Rosetta Stone — universal file conversion

Hub-and-spoke architecture. Every reader normalises into the MolForge FullOutput Pydantic schema; every writer emits from it. Adding a new vendor is one new reader + one new writer.

Every QM vendor has its own .cosmo dialect. Different units, different column orders, different conventions for atom indexing. The historical workaround was per-vendor regex scripts; every lab maintained its own; none of them round-tripped to fp64.

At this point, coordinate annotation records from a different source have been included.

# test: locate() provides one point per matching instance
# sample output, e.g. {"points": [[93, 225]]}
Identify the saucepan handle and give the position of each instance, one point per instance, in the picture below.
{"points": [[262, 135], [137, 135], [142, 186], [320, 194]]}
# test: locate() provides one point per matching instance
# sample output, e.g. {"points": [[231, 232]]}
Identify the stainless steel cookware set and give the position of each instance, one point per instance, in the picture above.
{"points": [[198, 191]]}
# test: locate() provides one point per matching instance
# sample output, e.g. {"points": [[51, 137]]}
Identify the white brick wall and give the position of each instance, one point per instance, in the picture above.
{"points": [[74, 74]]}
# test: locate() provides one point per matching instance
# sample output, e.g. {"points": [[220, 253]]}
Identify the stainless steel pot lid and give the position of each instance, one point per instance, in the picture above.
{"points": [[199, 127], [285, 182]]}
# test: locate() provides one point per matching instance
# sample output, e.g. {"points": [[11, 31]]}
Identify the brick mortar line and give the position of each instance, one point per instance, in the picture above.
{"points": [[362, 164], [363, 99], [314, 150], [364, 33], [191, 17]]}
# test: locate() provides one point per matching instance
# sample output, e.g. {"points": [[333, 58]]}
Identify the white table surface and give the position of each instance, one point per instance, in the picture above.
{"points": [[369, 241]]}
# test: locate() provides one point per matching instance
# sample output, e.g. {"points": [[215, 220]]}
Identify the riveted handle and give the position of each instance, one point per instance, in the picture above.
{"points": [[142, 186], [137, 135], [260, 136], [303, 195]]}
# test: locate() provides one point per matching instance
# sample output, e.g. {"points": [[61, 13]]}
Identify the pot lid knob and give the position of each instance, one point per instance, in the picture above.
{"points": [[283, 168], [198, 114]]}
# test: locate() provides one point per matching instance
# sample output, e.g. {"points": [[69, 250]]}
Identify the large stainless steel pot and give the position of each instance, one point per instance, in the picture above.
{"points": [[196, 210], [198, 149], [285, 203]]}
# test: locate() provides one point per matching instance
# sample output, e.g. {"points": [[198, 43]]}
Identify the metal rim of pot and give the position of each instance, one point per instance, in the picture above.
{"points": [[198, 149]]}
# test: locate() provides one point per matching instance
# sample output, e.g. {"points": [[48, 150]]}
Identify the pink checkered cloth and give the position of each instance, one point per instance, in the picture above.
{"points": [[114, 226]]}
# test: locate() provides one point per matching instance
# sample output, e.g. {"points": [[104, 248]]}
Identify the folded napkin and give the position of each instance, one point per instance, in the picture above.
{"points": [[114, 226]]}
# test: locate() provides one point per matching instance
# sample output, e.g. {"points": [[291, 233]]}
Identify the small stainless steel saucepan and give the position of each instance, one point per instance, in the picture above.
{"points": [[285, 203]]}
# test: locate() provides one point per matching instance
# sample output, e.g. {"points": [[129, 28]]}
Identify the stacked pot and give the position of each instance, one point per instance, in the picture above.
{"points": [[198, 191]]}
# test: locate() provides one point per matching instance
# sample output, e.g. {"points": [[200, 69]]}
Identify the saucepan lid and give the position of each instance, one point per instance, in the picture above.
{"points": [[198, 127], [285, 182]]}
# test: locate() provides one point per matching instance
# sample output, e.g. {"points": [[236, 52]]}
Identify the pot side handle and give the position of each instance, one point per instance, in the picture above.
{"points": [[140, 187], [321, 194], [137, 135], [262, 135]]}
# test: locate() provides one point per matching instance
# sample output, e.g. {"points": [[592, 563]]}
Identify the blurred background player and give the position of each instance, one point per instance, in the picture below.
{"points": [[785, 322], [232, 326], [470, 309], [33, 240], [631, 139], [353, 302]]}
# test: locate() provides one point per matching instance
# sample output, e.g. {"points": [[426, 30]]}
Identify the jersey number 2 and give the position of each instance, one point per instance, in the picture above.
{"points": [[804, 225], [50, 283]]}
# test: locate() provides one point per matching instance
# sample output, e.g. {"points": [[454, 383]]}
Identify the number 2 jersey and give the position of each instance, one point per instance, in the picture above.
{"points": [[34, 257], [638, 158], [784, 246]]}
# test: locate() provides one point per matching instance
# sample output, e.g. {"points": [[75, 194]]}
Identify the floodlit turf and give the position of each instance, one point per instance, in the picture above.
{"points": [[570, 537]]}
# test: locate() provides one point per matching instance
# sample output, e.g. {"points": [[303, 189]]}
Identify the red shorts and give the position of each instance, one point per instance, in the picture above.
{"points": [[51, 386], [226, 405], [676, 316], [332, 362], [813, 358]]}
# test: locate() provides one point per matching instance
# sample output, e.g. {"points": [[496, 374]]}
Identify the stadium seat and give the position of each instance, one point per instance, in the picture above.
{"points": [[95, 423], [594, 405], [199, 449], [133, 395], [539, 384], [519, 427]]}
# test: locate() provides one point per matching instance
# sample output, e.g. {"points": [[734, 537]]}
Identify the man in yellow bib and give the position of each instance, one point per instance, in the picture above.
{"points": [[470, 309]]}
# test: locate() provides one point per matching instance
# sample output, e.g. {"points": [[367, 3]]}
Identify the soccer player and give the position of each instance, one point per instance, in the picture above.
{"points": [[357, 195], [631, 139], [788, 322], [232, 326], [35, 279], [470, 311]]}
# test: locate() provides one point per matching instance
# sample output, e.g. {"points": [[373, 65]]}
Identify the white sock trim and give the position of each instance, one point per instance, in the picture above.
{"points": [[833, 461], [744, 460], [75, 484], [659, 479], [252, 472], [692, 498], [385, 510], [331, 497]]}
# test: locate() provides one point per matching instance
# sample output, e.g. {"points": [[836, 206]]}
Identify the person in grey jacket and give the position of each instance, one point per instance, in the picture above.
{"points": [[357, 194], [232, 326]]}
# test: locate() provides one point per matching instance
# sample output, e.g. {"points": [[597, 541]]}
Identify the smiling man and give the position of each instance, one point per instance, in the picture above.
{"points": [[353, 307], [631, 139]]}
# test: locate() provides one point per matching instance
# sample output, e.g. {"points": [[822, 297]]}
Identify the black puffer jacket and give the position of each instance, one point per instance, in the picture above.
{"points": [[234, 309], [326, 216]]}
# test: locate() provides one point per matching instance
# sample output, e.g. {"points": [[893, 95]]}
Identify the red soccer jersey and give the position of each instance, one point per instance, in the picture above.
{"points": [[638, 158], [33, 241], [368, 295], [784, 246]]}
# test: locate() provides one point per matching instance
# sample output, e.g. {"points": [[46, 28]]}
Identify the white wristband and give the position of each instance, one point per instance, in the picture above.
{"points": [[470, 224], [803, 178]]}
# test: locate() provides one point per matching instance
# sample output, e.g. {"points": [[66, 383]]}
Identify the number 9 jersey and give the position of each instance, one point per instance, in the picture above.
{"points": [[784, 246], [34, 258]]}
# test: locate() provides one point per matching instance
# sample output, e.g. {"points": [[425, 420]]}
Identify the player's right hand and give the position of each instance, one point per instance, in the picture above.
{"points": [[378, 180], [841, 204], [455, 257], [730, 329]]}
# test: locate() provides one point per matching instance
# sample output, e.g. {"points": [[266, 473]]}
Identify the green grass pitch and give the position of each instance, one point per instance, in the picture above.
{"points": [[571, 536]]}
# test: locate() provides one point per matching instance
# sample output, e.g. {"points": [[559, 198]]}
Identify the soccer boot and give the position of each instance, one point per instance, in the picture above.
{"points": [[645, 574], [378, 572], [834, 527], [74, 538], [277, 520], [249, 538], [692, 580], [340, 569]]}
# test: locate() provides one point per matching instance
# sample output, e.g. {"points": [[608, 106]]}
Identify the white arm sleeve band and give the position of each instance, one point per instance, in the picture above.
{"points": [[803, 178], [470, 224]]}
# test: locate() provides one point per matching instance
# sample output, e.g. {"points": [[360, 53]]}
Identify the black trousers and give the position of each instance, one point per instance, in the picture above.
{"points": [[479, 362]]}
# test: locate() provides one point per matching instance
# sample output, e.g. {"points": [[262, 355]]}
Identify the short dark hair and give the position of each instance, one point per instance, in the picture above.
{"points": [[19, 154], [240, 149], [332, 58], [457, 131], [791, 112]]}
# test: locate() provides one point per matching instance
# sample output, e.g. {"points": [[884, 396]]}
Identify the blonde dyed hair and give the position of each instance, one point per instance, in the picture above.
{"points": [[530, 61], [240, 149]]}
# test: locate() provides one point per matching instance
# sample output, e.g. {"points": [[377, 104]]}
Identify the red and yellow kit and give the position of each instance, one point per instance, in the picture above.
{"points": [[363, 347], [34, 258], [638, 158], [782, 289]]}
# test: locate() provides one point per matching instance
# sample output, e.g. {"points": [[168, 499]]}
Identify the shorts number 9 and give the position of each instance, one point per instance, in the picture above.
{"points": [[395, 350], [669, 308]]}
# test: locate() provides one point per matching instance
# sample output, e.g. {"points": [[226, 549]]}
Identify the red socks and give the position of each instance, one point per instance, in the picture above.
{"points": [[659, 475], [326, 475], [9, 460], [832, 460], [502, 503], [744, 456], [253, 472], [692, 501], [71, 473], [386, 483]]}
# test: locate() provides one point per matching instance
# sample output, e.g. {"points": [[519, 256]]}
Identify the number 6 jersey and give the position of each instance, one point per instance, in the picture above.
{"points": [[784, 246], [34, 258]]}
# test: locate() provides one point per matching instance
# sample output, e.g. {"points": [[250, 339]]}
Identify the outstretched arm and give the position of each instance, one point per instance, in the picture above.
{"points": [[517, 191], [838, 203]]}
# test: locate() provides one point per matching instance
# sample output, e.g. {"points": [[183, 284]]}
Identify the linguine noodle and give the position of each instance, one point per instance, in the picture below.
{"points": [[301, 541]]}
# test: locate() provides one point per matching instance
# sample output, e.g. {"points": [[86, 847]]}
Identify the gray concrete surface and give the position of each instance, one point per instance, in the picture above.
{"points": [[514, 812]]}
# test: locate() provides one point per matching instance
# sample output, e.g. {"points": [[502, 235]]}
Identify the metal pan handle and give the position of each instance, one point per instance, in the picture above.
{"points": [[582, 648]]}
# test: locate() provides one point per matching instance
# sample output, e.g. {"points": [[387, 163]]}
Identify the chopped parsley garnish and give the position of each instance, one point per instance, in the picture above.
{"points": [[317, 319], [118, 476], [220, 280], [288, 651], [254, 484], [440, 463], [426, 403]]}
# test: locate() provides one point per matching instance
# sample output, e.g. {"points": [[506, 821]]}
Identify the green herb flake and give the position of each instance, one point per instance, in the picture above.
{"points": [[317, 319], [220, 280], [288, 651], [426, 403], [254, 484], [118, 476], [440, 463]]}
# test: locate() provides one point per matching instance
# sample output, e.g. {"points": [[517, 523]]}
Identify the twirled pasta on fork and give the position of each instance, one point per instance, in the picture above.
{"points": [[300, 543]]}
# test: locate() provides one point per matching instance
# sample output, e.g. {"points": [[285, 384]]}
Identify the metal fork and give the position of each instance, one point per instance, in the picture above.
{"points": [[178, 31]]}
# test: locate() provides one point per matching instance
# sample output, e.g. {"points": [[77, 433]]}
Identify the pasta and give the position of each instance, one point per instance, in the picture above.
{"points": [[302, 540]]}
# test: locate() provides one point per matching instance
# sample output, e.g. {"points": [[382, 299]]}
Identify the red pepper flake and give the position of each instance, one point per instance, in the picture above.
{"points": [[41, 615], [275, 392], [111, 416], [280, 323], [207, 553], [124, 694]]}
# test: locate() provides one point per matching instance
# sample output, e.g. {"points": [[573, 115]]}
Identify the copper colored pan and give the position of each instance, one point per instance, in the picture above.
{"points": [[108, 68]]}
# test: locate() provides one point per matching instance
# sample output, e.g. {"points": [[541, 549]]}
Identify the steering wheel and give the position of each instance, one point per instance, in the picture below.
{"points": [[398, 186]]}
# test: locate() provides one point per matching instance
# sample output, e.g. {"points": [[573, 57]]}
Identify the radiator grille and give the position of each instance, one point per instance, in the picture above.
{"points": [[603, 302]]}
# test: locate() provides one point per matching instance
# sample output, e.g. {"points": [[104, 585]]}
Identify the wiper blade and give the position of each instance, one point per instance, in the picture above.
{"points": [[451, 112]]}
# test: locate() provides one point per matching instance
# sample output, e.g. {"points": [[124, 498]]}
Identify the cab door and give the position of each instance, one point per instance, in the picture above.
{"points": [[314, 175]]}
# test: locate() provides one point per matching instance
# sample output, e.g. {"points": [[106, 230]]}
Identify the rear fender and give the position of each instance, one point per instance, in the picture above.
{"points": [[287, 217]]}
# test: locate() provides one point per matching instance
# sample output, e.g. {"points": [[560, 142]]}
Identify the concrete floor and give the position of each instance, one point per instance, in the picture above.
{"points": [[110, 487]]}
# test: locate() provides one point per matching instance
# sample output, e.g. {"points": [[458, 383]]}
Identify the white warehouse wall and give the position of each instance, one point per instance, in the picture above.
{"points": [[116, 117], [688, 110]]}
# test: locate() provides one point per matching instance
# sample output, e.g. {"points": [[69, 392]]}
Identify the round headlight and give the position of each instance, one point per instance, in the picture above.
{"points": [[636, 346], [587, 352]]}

The Rosetta Stone module collapses every vendor format into one hub: the MolForge FullOutput. Production support for Turbomole / COSMOtherm / xtb / MolForge CSV; partial for Gaussian / NwChem / ORCA. Auto-detect distinguishes them by content sniffing.

Format support matrix

Turbomole + COSMOtherm: production, fp64 round-trip. xtb native dump: production (disambiguated from Turbomole by the $gfn / # generated by xtb header). MolForge CSV: native interchange for ML pipelines. ORCA cpcm.dat, Gaussian SCRF, NwChem cosmo: partial (best-effort on the most common version layouts).

Adding a new vendor

Write _parse_X_blocks(path) → _ParsedLegacy with units normalised to Bohr / Å² / 0-based atom indices. Add an auto-detect branch to read_legacy_cosmo. Optionally add a write_X_cosmo writer. Total time per new vendor: ~1 day.